This is on the rss feed of my self hostet wordpress-blog, within the <content:encoded> section.

I want to fetch the first Image of an entry to get it together with the title (this works) in my ListBox.

However I tried many things to achieve this, but nothing works.

I am working with the Syndication.dll of Silverlight 3 to extract the feed items.

At the moment I am standing really in front of a wall for this to solve.

I am open to any suggestions.

MSicc
  • 329
  • 3
  • 10
  • If you can convert your rss feed to a string on the client side then you only need to parse it to get your Image from it. – BigL Oct 29 '11 at 09:18
  • Maybe this link helps you : http://stackoverflow.com/questions/319591/reading-non-standard-elements-in-a-syndicationitem-with-syndicationfeed – BigL Oct 29 '11 at 09:25
  • i checked your link. this is not what I am searching for.
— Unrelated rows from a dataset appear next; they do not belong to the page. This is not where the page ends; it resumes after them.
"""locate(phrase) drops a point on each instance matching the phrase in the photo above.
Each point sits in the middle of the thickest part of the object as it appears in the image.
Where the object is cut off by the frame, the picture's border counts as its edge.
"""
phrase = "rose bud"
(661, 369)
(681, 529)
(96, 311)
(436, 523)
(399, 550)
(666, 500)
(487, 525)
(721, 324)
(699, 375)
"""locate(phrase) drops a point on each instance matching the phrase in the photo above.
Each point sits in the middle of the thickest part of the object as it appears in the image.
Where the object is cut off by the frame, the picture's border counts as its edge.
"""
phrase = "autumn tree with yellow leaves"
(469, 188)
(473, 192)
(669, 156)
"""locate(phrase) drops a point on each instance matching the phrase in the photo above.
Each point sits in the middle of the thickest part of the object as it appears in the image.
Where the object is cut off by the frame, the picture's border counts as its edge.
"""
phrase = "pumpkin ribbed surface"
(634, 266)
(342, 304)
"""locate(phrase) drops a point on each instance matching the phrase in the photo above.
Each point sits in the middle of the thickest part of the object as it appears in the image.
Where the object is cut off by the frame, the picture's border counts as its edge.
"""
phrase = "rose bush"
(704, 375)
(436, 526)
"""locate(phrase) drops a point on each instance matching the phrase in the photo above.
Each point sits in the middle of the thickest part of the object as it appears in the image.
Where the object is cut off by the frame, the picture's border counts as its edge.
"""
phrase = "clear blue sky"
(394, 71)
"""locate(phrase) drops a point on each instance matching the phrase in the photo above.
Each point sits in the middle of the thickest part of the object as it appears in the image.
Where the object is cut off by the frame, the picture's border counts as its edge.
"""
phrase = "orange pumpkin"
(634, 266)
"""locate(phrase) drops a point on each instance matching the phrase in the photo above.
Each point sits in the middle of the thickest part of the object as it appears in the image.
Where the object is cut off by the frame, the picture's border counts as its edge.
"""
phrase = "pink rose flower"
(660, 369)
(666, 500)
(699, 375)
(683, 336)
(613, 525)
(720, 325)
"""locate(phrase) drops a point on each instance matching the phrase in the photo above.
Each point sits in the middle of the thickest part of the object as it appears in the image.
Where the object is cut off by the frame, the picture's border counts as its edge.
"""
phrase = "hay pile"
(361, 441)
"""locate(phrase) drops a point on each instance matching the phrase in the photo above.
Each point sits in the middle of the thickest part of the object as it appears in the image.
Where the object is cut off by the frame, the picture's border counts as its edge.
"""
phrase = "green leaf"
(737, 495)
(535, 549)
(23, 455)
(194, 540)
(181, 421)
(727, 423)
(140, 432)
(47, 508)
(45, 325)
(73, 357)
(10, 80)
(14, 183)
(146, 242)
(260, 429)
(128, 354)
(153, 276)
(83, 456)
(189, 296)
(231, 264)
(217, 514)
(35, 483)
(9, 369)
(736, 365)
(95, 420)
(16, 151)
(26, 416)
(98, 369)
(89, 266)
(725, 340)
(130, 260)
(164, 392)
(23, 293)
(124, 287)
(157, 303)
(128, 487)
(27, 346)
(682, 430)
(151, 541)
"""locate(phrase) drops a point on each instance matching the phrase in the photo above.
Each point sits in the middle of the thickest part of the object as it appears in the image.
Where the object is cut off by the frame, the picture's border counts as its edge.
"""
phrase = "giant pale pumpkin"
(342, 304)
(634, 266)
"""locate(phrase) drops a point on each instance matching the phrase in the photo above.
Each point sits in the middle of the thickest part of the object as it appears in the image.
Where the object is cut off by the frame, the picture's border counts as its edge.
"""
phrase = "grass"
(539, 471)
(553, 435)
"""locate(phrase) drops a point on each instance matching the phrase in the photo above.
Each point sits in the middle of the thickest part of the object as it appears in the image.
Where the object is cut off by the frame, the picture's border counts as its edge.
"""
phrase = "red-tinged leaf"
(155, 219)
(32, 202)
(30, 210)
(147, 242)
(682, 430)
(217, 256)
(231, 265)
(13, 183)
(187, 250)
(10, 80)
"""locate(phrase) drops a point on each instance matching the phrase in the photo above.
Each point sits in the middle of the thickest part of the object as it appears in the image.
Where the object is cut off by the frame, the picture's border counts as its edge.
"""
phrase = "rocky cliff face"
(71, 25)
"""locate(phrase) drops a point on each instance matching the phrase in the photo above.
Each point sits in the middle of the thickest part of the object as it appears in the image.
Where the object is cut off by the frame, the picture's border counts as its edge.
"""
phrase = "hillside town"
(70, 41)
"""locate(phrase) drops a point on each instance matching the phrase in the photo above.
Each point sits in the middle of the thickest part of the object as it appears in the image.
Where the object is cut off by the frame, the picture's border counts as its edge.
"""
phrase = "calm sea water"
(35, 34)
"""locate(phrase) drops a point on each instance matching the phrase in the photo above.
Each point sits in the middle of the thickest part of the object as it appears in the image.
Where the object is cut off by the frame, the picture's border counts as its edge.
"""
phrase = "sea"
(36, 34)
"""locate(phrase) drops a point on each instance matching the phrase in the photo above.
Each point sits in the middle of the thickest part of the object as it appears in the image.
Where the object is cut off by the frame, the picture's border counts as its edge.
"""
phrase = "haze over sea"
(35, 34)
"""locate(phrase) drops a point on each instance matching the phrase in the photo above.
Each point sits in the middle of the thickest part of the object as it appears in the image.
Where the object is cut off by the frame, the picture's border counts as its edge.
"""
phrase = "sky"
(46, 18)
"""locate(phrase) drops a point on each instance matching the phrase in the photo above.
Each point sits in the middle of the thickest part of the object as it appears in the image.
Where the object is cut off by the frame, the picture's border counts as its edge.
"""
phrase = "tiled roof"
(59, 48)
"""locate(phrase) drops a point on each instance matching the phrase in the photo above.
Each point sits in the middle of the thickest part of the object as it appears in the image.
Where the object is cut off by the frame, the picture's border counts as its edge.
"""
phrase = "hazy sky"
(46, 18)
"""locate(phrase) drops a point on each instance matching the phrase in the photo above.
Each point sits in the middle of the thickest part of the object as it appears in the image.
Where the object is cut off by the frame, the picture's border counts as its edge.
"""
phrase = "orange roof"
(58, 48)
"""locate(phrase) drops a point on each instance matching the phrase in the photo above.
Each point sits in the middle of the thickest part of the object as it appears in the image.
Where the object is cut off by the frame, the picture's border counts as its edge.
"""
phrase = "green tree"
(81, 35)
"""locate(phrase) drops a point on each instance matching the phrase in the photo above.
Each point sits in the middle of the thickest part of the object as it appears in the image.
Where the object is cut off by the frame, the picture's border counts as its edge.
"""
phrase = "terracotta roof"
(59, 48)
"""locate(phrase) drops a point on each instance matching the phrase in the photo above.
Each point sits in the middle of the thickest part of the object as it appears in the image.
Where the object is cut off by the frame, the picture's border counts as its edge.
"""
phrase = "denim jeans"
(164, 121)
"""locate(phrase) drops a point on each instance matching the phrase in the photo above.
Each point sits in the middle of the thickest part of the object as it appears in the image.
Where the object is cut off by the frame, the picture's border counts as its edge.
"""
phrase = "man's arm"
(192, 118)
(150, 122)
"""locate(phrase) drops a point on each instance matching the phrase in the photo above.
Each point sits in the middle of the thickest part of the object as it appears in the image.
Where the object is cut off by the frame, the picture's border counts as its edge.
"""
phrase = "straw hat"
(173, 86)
I want to collect a random generated url to an image, to bind an image to this url. currently I am playing around with RegEx to solve this problem. Any idea for this? Thx in advance – MSicc Oct 29 '11 at 12:23
  • That would have been my third option but didn't mention it because it is not easy to understand and create Regex expressions. I never really went deep into Regex so i only can give you links where you can start to learn it. http://www.radsoftware.com.au/articles/regexlearnsyntax.aspx – BigL Oct 29 '11 at 18:21
  • that is so right. Regex is really mighty, but also complex. – MSicc Oct 29 '11 at 20:00

2 Answers2

0

You can use HTML Agility pack http://htmlagilitypack.codeplex.com/ There's a version for Windows Phone (HAPPhone in the trunk). After getting a Document from the content of the post you can get the first img element child of them.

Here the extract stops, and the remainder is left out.